United
States President Barack Obama has made it no secret that he considers
Nelson Mandela one of the greatest influences — if not the greatest — in
his life and in the lives of countless others. According to the Cable News Network, throughout
his first five years in office, he has repeatedly referenced Mandela,
either invoking quotes from the anti-apartheid icon or spreading his
messages of freedom and equality.
In 1980, Nelson Mandela was sitting in a
South African prison cell, serving a life sentence. On the other side
of the world, a young college student named Barack Obama was riveted by
the anti-apartheid movement in South Africa and the brewing crusade to
free the renowned activist.
Little did they know that nearly three
decades later, the two would have something in common: They would be the
first elected black presidents in their respective countries.

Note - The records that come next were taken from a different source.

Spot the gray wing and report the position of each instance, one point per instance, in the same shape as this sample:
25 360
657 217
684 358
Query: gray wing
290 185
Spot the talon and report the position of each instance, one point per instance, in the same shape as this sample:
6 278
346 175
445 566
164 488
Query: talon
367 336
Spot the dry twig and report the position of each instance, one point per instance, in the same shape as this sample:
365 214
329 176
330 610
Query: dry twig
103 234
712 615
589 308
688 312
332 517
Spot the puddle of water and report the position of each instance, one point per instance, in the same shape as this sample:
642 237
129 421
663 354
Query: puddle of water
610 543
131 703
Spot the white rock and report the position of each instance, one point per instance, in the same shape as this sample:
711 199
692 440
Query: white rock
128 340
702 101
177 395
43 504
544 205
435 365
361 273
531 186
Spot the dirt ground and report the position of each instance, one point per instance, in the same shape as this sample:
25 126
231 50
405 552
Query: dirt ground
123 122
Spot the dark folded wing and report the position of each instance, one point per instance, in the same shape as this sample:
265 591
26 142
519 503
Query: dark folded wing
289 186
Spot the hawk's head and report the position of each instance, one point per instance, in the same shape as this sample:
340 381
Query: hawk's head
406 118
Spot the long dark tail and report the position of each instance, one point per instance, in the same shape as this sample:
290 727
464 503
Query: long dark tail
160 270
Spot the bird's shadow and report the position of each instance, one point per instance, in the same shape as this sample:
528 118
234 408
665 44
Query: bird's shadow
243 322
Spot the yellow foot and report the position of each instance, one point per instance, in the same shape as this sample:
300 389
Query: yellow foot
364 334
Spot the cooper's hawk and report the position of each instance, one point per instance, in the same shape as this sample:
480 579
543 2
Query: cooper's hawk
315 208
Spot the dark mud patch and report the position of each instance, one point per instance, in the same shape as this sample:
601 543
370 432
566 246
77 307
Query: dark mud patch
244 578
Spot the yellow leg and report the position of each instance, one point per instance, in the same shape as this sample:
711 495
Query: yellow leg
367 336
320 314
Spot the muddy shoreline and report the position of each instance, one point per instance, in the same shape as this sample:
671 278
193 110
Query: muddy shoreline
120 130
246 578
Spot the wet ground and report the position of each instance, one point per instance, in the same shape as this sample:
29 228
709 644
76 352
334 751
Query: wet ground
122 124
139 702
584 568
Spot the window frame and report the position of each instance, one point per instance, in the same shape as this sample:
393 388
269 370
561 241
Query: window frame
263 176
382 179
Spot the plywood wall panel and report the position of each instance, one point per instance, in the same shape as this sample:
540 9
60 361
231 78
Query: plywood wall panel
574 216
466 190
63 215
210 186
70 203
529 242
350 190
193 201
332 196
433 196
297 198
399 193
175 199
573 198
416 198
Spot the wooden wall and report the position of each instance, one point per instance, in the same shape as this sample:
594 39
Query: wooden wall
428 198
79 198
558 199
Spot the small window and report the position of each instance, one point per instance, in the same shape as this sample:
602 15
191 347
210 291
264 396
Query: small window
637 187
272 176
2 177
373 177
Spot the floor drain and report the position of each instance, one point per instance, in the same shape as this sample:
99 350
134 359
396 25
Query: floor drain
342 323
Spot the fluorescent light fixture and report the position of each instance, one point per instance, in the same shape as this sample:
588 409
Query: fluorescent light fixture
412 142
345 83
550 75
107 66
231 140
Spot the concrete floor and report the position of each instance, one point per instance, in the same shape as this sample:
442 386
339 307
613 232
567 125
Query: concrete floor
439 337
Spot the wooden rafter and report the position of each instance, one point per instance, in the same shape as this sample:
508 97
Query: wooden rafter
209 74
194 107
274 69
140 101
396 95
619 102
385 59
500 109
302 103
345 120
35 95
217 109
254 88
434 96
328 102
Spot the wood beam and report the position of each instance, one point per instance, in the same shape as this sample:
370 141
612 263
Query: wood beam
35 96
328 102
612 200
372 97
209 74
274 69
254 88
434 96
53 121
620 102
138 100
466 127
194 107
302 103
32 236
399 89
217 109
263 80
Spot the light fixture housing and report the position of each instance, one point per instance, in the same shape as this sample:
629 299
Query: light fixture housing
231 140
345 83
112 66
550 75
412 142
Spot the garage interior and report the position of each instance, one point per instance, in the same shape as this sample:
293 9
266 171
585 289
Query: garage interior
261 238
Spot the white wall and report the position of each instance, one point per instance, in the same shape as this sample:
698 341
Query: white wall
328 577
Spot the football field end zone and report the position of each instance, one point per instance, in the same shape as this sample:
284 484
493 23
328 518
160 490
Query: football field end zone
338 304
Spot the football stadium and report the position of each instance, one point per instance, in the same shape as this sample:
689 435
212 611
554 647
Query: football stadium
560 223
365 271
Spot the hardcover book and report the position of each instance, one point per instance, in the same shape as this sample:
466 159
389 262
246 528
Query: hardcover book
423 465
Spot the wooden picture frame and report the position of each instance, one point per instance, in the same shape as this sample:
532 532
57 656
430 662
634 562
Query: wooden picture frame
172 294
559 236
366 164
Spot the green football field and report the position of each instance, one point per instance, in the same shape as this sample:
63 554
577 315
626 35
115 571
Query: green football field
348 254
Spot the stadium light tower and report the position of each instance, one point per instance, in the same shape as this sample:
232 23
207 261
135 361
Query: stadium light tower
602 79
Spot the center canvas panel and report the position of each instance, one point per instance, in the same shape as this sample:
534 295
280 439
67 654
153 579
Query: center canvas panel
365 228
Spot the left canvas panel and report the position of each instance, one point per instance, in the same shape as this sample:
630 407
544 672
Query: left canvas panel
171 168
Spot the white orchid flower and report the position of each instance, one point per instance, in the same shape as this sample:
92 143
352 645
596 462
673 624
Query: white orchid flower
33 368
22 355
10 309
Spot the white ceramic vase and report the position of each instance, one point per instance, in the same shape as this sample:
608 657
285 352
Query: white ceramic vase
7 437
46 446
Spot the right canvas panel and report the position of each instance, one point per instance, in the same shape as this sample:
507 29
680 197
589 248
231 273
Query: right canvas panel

Obama said On Thursday ‘’We have lost
one of the most influential, courageous, and profoundly good human
beings that any of us will share time with on this earth. He no longer
belongs to us-he belongs to the ages.”
At Occidental College in Los Angeles
around 1980, Obama first forayed into political activism – a protest
against apartheid. It was the beginning of what would become years of
studying Mandela’s speeches and writings.
“In the most modest of ways, I was one
of those people who tried to answer his call,” he wrote in the forward
to Mandela’s 2010 memoir “Conversations with Myself.”
Obama has acknowledged that none of the
obstacles he faced growing up compared to those of the victims in South
Africa, but Mandela’s “example helped awaken him to the wider world,” he
wrote in the forward.
“Through his choices, Mandela made it
clear that we did not have to accept the world as it is- that we could
do our part to seek the world as it should be,” he added.